AG was an eye opener to me in more ways than one, and one of the main things I like about it is the depth of control/ability to tweak the beer that you don't really get with a kit beer. And the fact that I seem to be able to make a decent AG beer :D

CONFUSED? Not me. (Really...) AG all the way......
 
i poured a heap of partials down the drain or gave them away when i started AG too. I had a batch in a fermenter and still bottled it and wrote a big L on the caps for Last extract I ever touch. Most brewers seem to have the same story. Elitist maybe, but it IS better beer. I always hear extract brewers defend extract until they go AG, then they never seem to mention it again.
It's also about control of what you make, not how much corn crap you add with your number 2 brew-booster.
 
Huhness, it's definitely a lot of fun. I think my second AG batch was the first one I made that was unique. Maris Otter, some Munich and crystal. Chinook to bitter and some Styrian Goldings at 10. Pacific Ale yeast. It was ok, but strangely I haven't made it again. :lol: You certainly don't have to do AG to make unique beers, and unique beers aren't always the most delicious ones to drink. I don't mean you can't experiment, but I believe it's good to make a few batches somewhat to style and then branch out from there based on how the beers taste to you.

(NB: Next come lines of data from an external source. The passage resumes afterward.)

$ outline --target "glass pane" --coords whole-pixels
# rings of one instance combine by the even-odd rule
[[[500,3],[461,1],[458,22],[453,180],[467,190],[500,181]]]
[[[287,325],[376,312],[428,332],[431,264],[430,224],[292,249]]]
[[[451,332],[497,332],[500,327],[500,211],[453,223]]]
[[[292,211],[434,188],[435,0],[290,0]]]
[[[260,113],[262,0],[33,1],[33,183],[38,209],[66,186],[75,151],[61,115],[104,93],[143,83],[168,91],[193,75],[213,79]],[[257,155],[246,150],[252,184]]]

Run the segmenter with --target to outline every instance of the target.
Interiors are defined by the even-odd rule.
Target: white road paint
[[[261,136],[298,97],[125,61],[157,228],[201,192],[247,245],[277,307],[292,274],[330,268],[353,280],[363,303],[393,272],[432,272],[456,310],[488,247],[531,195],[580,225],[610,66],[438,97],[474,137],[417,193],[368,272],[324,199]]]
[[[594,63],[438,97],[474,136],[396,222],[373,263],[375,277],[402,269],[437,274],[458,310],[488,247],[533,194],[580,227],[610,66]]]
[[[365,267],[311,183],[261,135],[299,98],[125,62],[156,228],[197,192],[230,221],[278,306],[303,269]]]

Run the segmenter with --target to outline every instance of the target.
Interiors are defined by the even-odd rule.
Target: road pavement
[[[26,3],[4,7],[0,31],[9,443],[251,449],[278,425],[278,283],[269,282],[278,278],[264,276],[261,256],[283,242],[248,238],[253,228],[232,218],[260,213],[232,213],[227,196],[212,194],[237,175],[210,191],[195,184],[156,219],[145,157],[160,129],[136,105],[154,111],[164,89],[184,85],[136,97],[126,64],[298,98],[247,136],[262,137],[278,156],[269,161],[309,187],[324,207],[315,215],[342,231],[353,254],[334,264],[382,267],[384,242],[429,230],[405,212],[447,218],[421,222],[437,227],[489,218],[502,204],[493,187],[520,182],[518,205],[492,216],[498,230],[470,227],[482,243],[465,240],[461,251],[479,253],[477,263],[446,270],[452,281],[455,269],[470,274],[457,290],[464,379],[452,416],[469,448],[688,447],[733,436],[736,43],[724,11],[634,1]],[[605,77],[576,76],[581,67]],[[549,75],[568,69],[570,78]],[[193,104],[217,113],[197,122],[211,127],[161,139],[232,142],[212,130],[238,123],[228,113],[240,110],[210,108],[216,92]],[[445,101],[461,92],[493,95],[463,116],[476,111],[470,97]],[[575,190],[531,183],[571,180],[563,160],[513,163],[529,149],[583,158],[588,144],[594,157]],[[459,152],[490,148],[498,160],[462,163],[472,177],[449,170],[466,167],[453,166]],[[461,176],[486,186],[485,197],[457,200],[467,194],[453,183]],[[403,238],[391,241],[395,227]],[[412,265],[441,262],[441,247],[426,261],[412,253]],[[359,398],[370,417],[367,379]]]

Oh, and which pale ale yeast was it?

The yeast was Brewers Craft Premium Ale Yeast i think.. <_< i went to my "LHBS" Pete's Homebrew Store, it wasn't what i expected.. :huh: I was hoping for yeasts in the fridge and grains and hops and someone to talk to about HB, but its just a video rental store/newsagent/general store/homebrew store.. :rolleyes: no one knew anything about HB and they just sold some kits and a few bits and pieces..

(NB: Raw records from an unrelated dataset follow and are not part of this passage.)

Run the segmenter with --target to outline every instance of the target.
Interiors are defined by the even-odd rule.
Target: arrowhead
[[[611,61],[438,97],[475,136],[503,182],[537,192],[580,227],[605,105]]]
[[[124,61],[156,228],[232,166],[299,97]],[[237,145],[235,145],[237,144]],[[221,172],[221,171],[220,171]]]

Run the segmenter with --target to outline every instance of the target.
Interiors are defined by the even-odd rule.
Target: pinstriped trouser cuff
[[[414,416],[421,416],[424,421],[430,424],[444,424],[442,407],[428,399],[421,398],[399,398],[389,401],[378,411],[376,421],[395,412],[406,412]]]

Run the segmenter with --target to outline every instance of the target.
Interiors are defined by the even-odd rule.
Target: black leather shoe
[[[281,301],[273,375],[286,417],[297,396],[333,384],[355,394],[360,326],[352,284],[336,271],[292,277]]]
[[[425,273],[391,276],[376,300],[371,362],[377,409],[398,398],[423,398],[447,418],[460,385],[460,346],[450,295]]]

But i had beer to brew at home and that cheered me up haha... asked alot of questions to some very confused people bought some $2 yeast to be polite and left..
 
Picking up on the coffee zealots comment from further up..
While there are some OK instant coffees around and some dreadful coffee brewed from beans I have never tasted a good instant that comes close to a good brewed espresso or plunger.
Have a mate who is doing K&K from LHBS with good turnover and using brew enhancers but it still tastes like homebrew and isn't a patch on what is coming out of my AG system.
 
Well I would brew kits if I couldn't do AG.

And if I was wealthy enough I probably would not even brew. I would just get all my favourite beers delivered to me and post up on the "What in the glass thread".

I cannot beleive the way some people go on about AG.